At the gallows, Quasimodo swings down from the cathedral on a rope to save Esmeralda, declaring sanctuary within Notre Dame and taking her to the bell tower. Captain Phoebus and his guards storm the cathedral, but Quasimodo successfully defends it by throwing stones and other objects at them. While in the cathedral, Esmeralda and Quasimodo become close friends. He shows her the bells and tells her of his plan to write a 600-page book. When she expresses missing her goat, Djali, Quasimodo ventures back to the Court of Miracles to retrieve it. Before he leaves, he entrusts his book to Gringoire to distribute to the people of Paris.
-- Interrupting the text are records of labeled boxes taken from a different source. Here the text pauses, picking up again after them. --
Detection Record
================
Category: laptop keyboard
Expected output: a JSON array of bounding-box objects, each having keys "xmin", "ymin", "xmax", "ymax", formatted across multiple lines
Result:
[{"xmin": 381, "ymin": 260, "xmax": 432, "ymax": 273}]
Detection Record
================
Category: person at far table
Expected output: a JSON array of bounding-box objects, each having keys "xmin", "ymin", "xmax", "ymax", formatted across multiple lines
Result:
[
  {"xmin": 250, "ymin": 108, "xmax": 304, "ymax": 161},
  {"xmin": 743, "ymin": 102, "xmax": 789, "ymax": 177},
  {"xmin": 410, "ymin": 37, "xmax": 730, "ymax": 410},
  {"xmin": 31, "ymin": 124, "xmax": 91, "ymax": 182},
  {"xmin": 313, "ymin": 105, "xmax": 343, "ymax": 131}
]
When Quasimodo returns, he finds Esmeralda is gone. He confronts Frollo, who admits he has handed her over to the authorities. Frollo reveals the truth of Quasimodo's origins, denouncing him as a cursed freak, and brutally whips him. He attempts to strike him again, but the hunchback finally stands up for himself.

Esmeralda is once again led to be hanged. As the execution is about to take place, the Roma rebel and demand her freedom. Quasimodo, now at the top of Notre Dame, confronts Frollo, hanging him over the edge of a balcony. He forces the archdeacon to confess his crime to the crowd below. Believing that his confession will bring him absolution, Frollo screams, "It was I!", shocking King Louis XII. Esmeralda is freed.
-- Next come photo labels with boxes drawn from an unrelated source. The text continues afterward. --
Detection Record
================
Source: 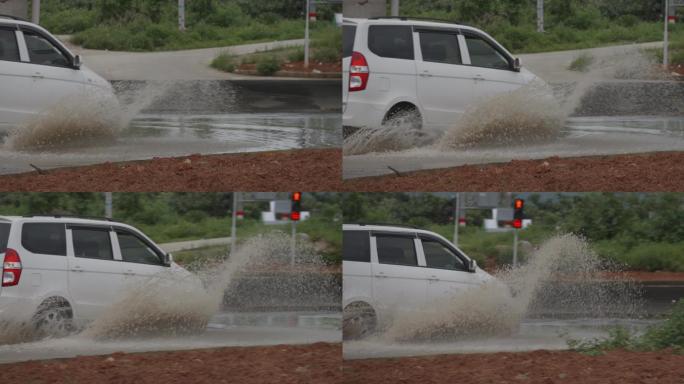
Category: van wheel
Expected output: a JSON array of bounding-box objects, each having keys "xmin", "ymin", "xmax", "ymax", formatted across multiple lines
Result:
[
  {"xmin": 33, "ymin": 298, "xmax": 74, "ymax": 337},
  {"xmin": 382, "ymin": 104, "xmax": 423, "ymax": 130},
  {"xmin": 342, "ymin": 303, "xmax": 378, "ymax": 340}
]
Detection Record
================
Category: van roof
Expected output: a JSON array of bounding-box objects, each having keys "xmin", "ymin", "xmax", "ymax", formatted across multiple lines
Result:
[{"xmin": 343, "ymin": 17, "xmax": 482, "ymax": 32}]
She runs back to Notre Dame to thank Quasimodo, but Frollo, once again overcome with temptation, attempts to stab her. Quasimodo intervenes and takes the blade himself. A final fight breaks out between Quasimodo and Frollo, leading to Frollo falling from the cathedral to his death.

In his final moments, as Esmeralda tries to tend to his stab wound, Quasimodo tells her that the pain is too much, and that the biggest wound lies in his heart. He dies peacefully as Esmeralda and Gringoire ring the bells of Notre Dame in tribute to him.

==Production==
The filming locations were Budapest, Prague, and Rouen from July through September 1996. This television film was released a year after Disney's animated musical version. Mandy Patinkin had been cast as Quasimodo in Disney's version, but left the role when he clashed with producers over the portrayal.
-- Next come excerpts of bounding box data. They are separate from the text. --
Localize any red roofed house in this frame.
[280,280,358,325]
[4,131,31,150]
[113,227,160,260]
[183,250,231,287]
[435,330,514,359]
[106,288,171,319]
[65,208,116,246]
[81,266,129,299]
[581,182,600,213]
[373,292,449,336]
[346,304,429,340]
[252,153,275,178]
"I wanted to play Quasimodo for real," says Patinkin, who won a Tony for "Evita" and an Emmy for CBS' "Chicago Hope." But the producers wanted something different. "They had their own Disney needs," he explains. "I just right there at the audition said, 'I can't do this.' "

==Reception==
The film received mixed reviews from critics. Howard Rosenberg of The Los Angeles Times said the TV version was well-produced but inferior to Victor Hugo's book. He liked Richard Harris's strong acting and thought Salma Hayek was attractive, but was critical of Mandy Patinkin as Quasimodo, saying his performance wasn’t as touching as Charles Laughton's in the 1939 movie Josh O'Connor of The New York Times also praised Harrris' performance, but dubbed the film 'old fashioned'. Variety praised the production design, but criticised the script as a 'flat adaptation'.

==Differences from the novel==
While the novel takes place in the 1470s-80s during the reign of Louis XI, this version moves the setting to the 1500s and the reign of Louis XII.